I heard hardly anything he said. I was too caught up in his transformation. “What happened to you?” I asked, reaching up to give the prickle of his head a big-brotherly rub with my knuckles.

“My father fell on the ice,” he said. “Hit his head. Had a hemorrhage. He can't speak.” He rattled it all off, but I wasn't convinced it was an answer to my question. August had changed too much.

“I'm so sorry,” I said.

“So I'm keeping respectable to save the family business,” he said. He inspected his fingernails.

“You're a good son,” I said. “Will your old man be okay?”

“It's too sad to talk about,” he said. “Everything's too sad. Cecily died. The Fair ended.” He paused to look me in the eye. “You left,” he said. He kept my gaze for a bit, then looked toward the front window. “I don't think winter will ever leave. Summer will come and everything will still be frozen.”

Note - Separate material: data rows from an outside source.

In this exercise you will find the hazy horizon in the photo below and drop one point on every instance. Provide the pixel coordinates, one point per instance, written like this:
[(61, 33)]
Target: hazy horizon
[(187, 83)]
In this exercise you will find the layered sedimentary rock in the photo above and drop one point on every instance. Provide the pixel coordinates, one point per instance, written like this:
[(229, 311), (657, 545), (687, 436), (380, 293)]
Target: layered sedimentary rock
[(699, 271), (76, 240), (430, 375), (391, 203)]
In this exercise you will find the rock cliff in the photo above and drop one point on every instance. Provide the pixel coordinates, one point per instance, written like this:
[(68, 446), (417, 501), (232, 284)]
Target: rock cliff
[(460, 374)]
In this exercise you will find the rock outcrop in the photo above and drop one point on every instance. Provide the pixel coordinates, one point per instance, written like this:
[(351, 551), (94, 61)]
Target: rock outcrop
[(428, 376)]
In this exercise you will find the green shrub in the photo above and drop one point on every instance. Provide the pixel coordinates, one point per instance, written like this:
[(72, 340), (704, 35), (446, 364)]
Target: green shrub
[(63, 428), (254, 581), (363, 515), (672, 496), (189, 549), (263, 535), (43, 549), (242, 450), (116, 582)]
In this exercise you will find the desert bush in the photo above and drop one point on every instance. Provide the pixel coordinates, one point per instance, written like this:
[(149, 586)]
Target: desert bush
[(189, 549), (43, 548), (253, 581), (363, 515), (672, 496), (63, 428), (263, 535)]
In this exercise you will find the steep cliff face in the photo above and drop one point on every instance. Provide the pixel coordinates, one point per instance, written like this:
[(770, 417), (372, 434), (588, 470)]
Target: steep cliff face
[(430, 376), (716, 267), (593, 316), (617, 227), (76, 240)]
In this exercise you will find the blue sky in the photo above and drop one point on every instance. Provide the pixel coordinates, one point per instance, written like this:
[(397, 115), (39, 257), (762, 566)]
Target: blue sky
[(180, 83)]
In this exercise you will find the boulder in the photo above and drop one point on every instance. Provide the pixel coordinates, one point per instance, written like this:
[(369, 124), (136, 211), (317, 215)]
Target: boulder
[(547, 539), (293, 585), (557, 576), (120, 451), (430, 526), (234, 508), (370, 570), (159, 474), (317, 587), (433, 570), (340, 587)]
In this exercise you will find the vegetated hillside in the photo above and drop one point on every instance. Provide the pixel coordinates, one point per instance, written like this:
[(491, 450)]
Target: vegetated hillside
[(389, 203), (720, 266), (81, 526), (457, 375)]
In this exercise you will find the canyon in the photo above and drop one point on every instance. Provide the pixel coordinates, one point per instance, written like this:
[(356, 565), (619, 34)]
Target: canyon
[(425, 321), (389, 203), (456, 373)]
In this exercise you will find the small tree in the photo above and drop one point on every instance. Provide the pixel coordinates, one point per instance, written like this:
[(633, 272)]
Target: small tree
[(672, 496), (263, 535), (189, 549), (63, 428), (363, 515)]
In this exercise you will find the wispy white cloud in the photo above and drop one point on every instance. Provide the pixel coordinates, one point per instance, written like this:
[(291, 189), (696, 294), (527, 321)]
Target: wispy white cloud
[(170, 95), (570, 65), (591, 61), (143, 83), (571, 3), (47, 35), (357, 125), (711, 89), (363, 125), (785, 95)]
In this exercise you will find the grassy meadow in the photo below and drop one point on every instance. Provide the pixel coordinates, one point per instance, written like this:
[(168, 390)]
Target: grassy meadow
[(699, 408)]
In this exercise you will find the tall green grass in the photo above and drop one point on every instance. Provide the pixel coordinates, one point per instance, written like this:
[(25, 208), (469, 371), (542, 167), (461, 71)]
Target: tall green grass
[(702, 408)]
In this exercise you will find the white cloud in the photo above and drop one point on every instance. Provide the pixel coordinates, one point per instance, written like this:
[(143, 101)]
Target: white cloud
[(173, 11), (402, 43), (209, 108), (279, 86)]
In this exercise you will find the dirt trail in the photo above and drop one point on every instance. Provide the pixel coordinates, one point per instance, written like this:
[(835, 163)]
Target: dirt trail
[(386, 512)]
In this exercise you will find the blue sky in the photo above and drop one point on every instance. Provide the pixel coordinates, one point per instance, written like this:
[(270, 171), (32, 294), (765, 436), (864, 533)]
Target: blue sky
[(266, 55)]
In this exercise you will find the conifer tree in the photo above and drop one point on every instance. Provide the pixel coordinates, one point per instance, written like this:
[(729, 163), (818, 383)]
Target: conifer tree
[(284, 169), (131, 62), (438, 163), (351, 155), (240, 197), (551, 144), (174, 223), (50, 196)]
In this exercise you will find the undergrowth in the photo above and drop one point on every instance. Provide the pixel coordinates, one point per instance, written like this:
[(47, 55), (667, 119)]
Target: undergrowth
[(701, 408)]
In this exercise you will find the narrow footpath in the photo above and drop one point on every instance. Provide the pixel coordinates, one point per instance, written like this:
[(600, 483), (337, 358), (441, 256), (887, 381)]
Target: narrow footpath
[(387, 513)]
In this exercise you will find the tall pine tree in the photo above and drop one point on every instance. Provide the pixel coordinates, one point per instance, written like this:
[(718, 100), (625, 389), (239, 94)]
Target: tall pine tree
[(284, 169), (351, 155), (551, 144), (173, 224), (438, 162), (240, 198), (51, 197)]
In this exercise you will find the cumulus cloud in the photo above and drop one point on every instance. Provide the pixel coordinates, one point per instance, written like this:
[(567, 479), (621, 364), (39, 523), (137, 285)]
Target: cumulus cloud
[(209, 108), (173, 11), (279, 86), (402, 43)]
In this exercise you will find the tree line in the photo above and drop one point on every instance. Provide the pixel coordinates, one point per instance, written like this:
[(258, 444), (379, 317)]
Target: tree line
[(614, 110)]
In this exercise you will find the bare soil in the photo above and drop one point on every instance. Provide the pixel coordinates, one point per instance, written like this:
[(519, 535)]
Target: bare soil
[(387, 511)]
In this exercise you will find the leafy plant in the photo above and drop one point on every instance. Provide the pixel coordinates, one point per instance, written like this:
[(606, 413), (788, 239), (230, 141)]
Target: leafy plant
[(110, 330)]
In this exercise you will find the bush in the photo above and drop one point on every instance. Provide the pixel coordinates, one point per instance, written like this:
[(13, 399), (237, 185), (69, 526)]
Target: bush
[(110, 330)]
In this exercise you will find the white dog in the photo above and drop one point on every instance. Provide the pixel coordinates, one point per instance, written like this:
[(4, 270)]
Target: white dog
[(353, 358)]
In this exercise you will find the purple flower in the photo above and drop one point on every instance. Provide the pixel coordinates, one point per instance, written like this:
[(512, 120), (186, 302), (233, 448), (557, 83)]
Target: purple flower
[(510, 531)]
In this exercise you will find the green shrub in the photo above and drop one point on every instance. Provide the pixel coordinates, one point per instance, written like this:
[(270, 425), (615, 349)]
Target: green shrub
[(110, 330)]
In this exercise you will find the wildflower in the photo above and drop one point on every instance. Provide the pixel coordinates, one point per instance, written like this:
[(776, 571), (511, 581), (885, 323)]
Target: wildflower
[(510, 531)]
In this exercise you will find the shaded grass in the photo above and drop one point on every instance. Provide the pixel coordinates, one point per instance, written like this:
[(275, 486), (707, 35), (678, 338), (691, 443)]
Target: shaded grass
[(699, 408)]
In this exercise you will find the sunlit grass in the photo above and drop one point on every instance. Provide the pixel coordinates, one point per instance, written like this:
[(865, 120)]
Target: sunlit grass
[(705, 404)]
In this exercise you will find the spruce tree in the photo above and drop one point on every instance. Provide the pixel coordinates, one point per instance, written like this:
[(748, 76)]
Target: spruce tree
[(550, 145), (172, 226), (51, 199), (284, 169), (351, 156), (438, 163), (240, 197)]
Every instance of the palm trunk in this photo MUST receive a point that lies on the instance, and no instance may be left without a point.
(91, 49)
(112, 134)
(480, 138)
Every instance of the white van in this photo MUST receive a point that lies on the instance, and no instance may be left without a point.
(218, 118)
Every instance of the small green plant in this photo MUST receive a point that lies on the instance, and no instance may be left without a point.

August rushed the old sailor out, and locked up the store to take me upstairs to Rosie's den. “I turned my laboratory over to Rosie, and he built a darkroom around the sink,” August said. On our way past a hook near the door to the shop, August plucked up a silk scarf. He wrapped it around and around his neck as we climbed the stairs, the pattern bright with parrots with berries in their beaks. And with that scarf flittering from his throat, I began to recognize him again.

“He uses the apothecary for his chemicals,” August continued. “He photographs his lovelies right there, then sells the pictures to men by appointment. He made a quaint little sitting room with wing chairs and a stove. And a humidor. And he peddles more than just his photographs; he deals in all sorts of respectable filth. They're things that can't be sent through the mail, so they're brought in by smugglers.”

Rosie welcomed me with a back slap and a vigorous shaking of my hand that threatened to yank my arm from its socket. Then he pulled me in for a hug that crushed my lungs and stopped my breath. He grabbed my head to hold it still while he pushed his lips against my cheek in a kiss.